Data frame. Merged AMR dataset at isolate x antibiotic level.

patient_id_col

Character. Default "PatientInformation_id".

isolate_id_col

Character. Default "isolate_id".

facility_col

Character. Default "center_name".

organism_col

Character. Default "organism_name".

syndrome_col

Character. Default "syndrome".

infection_type_col

Character. Default "type_of_infection".

antibiotic_class_col

Character. Default "antibiotic_class".

antibiotic_name_col

Character.

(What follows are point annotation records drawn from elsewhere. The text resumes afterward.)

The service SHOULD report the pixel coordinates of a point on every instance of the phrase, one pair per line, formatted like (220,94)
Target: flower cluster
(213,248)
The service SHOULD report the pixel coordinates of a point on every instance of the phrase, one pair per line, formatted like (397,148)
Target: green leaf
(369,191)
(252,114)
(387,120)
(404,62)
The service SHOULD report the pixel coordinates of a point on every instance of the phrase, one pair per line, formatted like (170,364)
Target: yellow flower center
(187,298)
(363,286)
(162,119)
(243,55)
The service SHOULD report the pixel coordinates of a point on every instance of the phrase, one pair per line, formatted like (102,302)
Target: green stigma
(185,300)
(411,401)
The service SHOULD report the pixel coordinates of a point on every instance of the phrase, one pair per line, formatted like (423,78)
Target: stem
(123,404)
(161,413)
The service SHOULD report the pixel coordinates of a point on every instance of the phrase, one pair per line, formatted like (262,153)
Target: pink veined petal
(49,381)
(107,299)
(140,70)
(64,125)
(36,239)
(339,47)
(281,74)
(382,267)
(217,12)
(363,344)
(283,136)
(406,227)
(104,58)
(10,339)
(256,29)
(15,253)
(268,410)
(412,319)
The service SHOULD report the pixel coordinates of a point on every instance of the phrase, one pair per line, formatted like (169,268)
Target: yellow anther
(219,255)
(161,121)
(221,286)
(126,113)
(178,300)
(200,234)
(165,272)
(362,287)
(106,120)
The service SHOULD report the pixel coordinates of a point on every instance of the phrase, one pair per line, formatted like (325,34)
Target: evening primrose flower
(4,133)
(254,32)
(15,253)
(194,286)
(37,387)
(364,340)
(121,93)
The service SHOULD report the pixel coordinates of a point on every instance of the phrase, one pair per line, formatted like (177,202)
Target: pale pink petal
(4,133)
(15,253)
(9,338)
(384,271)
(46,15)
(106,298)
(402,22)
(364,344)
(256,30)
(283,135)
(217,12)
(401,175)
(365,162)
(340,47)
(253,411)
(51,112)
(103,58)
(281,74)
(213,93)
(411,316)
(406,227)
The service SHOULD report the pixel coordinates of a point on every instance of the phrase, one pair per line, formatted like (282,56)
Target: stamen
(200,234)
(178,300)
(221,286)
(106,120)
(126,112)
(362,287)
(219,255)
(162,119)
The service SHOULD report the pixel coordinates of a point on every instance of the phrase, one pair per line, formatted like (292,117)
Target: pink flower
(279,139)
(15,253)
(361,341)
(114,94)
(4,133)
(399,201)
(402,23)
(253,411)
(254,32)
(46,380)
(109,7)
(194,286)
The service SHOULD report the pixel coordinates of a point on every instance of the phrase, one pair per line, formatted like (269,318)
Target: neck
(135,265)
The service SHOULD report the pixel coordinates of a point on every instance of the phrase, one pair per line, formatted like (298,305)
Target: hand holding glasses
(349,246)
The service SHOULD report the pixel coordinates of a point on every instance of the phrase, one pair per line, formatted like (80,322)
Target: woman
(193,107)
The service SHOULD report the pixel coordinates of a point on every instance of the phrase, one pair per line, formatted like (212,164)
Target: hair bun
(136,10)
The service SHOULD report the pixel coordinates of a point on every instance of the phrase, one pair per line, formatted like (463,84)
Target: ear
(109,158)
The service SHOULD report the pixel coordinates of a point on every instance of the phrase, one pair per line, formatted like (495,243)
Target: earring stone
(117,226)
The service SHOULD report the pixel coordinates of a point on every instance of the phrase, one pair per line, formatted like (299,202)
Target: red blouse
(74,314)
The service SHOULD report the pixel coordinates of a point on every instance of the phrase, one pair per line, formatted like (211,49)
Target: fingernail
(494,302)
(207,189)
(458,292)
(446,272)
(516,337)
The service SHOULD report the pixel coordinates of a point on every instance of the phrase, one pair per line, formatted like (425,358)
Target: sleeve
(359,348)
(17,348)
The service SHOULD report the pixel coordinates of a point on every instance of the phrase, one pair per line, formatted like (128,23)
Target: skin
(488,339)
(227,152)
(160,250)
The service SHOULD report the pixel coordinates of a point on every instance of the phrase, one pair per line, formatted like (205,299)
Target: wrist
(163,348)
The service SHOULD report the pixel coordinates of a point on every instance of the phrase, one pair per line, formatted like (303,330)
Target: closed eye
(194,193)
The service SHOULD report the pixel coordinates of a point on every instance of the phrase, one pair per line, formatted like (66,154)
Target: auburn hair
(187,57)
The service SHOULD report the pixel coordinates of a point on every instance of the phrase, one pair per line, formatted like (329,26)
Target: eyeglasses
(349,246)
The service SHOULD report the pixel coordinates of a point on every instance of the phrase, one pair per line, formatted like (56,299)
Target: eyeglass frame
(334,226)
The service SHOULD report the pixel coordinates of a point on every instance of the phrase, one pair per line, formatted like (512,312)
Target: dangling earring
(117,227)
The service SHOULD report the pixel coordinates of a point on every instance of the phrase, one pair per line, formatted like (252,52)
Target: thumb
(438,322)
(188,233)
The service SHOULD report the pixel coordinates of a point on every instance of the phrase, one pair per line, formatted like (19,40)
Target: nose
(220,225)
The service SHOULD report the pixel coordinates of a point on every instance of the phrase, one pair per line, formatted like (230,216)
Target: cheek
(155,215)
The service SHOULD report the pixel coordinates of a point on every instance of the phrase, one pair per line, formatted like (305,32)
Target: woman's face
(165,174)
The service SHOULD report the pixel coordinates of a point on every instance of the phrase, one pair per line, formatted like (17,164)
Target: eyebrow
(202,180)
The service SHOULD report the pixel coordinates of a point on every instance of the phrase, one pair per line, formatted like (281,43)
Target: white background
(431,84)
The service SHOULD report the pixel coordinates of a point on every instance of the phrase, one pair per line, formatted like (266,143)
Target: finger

Default "antibiotic_name".

antibiotic_value_col

Character. Default "antibiotic_value".

date_admission_col

Character. Default "date_of_admission".

date_discharge_col

Character. Default "final_outcome_date".

date_culture_col

Character. Default "date_of_first_positive_culture".

final_outcome_col

Character. Default "final_outcome".

final_outcome_value

Character. Default "Discharged".

syndrome_name

Character or NULL. Filter to syndrome (e.g. "BSI"). NULL = all syndromes (universal RR).

organism_name

Character or NULL. Pathogen(s) to process. NULL = all.

hai_threshold_hours

Numeric. HAI/CAI gap threshold. Default 48.

centre_model

Character. "pooled_fe" (default) or "per_centre".

pool_method

Character. Used when centre_model = "per_centre". "weighted_mean" (default) or "median".

max_los

Numeric. Default 200.

min_n

Integer. Minimum patients per model. Default 10.

Value

Data frame: pathogen, antibiotic_class, RR_LOS, CI_lower, CI_upper, n_patients, centre_model, syndrome_scope. When centre_model = "per_centre", attribute "per_centre_rr" contains per-centre estimates.

Details

LOS is computed with HAI/CAI-specific clock (see compute_patient_los). Resistance is classified at antibiotic class level (class = 1 if any drug in class = R). HAI enters as a binary covariate to absorb residual baseline severity differences beyond the LOS clock adjustment. No PreDays covariate is used – the LOS clock change from admission to culture date for HAI patients already removes the pre-infection period from the outcome.

Stated limitation: when syndrome_name is supplied, RR_kc_LOS is syndrome-specific. Downstream PAF applies this RR to all profiles of pathogen k, assuming syndrome-invariant LOS prolongation across infection sources. Set syndrome_name = NULL for a universal RR.